Its flowers are enclosed in a very greenish-white leaf. They are also a monoecious species. They are pollinated by carrion insects.

This species grows relatively slowly. They are suited to moist, well-drained soil although they are tolerant to waterlogging. They prefer to be situated in shaded areas. In addition, they can be propagated with cuttings. They begin to flower between late summer and early autumn.
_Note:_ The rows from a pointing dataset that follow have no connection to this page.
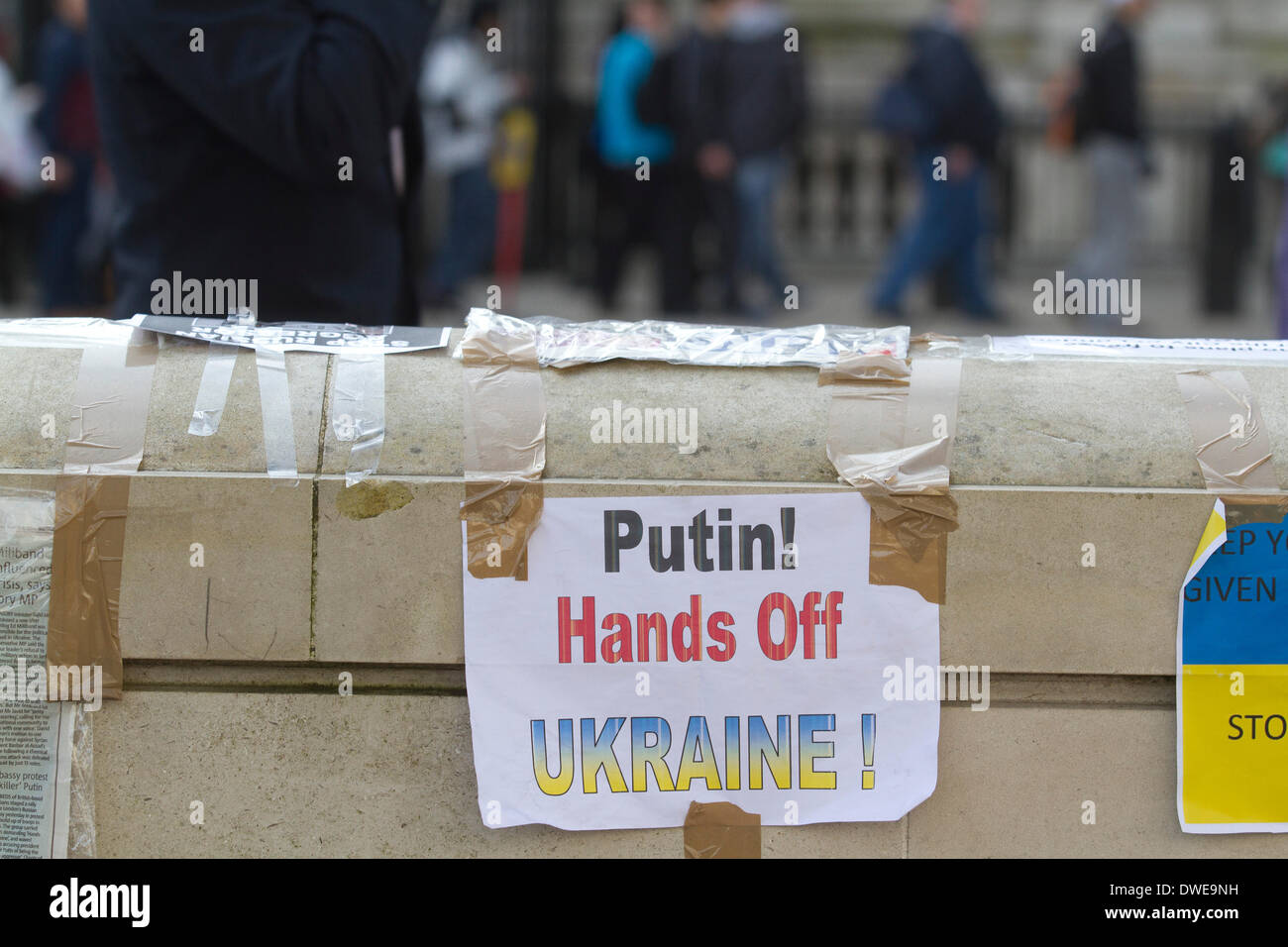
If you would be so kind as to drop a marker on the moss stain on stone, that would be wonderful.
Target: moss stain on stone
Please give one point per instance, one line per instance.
(368, 500)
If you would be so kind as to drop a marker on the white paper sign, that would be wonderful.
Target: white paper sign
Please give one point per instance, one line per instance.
(668, 650)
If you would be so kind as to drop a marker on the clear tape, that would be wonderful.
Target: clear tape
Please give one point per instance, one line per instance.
(562, 344)
(213, 392)
(64, 333)
(114, 389)
(81, 826)
(1231, 440)
(503, 416)
(359, 408)
(274, 401)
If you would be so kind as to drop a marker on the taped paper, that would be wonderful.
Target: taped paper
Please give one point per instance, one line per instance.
(37, 736)
(359, 408)
(274, 402)
(890, 434)
(669, 650)
(720, 830)
(213, 392)
(106, 445)
(505, 444)
(1231, 438)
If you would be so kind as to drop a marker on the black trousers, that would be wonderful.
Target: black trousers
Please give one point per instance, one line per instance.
(652, 213)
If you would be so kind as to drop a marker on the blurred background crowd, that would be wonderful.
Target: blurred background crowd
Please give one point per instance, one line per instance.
(853, 161)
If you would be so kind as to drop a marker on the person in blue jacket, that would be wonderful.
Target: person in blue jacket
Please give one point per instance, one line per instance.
(953, 155)
(636, 183)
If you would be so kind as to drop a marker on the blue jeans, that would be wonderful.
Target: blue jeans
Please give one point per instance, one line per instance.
(756, 182)
(949, 228)
(469, 244)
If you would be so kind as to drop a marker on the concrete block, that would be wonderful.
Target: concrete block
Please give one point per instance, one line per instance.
(250, 599)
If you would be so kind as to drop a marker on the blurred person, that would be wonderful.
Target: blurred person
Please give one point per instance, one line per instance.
(21, 153)
(464, 94)
(67, 128)
(1111, 129)
(269, 141)
(631, 210)
(767, 108)
(688, 93)
(951, 114)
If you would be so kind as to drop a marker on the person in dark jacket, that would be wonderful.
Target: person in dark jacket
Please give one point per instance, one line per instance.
(765, 114)
(1111, 128)
(65, 124)
(952, 158)
(269, 141)
(687, 93)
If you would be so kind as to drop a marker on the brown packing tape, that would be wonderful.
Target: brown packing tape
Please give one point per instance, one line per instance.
(720, 830)
(91, 499)
(505, 446)
(1231, 438)
(498, 519)
(84, 599)
(890, 434)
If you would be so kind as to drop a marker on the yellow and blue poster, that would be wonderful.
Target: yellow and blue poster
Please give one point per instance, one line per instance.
(1232, 680)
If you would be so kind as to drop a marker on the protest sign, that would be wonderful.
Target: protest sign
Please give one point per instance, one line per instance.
(1232, 678)
(699, 648)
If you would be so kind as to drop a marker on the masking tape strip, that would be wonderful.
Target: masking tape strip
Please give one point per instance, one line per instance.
(505, 445)
(213, 392)
(890, 434)
(90, 502)
(274, 402)
(359, 408)
(1231, 438)
(720, 830)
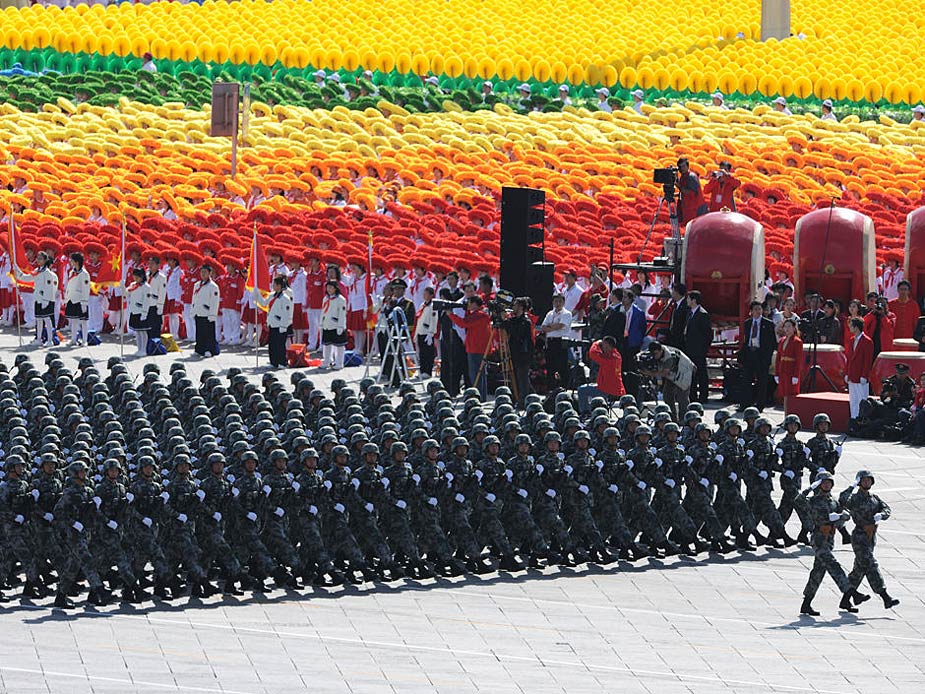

This species contains 20 chromosomes. It also has a high amount of variation, with some individuals having narrow leaves, while others have broad leaves.

==Distribution==
This flower is usually found wet tropical and sub-tropical forests and freshwater swamps in Bangladesh, Yunnan, Myanmar, Thailand, Laos, Cambodia, Vietnam, Philippines, Malaysia, Indonesia and Singapore. They can be found at elevations between 0 - 1500m.

==Status==
The Aglaonema simplex is listed as least concern by the IUCN. While this species is abundant, its native habitat is threatened by deforestation for wood harvesting and wood plantations.

==Uses==

===Ornamental===
This species is used in horticulture for the aquarium trade.

Due to its slow-growing nature, bushy appearance and its ability to filter air (though this would require a vast amount to have any notable effects on humans), they are popular as a houseplant and are commercially sold.

===Medicinal===
The leaves of the Aglaonema simplex are pounded in coconut oil to be rubbed on the bodies on pregnant women going through labour in order to hasten delivery and reduce childbirth pain.

In addition, a decoction made from the roots of this plant is used to treat edemas and fever.

In the leaves and stems of Aglaonema simplex, five different photocytotoxic pheophorbide-related compounds are present. Due to the way that they interact with human leukaemia cells, they have been proposed as a potential treatment for tumour cells.

==Toxicity==
Like all Aglaonema species, Aglaonema simplex contains poisonous calcium oxalate crystals, which act as an irritant.